Alterations in lipid and carbohydrate metabolism in patients with classic CAH due to 21-hydroxylase deficiency
Anca Zimmermann1, Paula Grigorescu Sido1,2, Camelia Al Khzouz1,2, Karen Patberg1, Simona Bucerzan1,2, Egbert Schulze1,3, Tim Zimmermann1 & Matthias M Weber1
Background: Classic 21-hydroxylase deficiency (21HD) presents some traits of the metabolic syndrome. We aimed to characterize discrete alterations of lipid and carbohydrate metabolism in children and young adults with classic 21HD, which could predict early atherogenesis.
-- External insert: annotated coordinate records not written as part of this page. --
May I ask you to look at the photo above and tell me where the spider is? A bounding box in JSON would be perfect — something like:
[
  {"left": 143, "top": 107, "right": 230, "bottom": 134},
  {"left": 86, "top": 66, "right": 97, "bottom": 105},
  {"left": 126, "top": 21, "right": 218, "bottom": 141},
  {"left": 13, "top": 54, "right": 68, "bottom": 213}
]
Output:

Design: Cross-sectional comparative.
Patients and methods: Of 27 Caucasian patients with classic 21HD (431 years); 27 sex-, age- and BMI-matched controls. Clinical parameters, hormonal status and genotype were assessed in all patients. Lipid parameters, including the relative (%) and absolute (mg/dl) small-dense LDL subfractions (sd-LDL) were measured in patients and controls. Oral glucose tolerance tests were performed in both groups; insulin resistance indexes were calculated. All patients and controls and where underage their parents or legal guardians gave their written informed consent for participation in this observational study.
Results: sd-LDL (%) was significantly higher in patients than controls (39.7±5.9 vs 35.5±5.7%, P=0.008). The same applies for absolute sd-LDL (mg/dl) (42.6±11.9 vs 36.4±7.5, P=0.029). HDL-CL was lower in patients than controls (P=0.032). Fasting glucose and insulin were significantly higher in patients than controls. The same differences were noticed for HOMA-IR (2.42±1.48 vs 1.24±0.68; P=0.001), IRI (2.90±0.29 vs 2.63±0.26; P=0.001), HOMA-B (42.1±23.41 vs 25.06±13.43; P=0.002) with inverse significant relations regarding glucose/insulin ratio. IRI correlated directly and significantly with the total hydrocortisone dose and the duration of treatment. Fasting glucose correlated with absolute sd-LDL. No obvious differences were seen between clinical forms or genotype groups.
Conclusions: Children and young adults with 21HD present with increased atherogenic sd-LDL subfractions, decreased HDL-CL concentrations and insulin resistance. Substitution therapy should be adapted particularly at this life period to prevent early atherogenesis and cardiovascular risk in later life.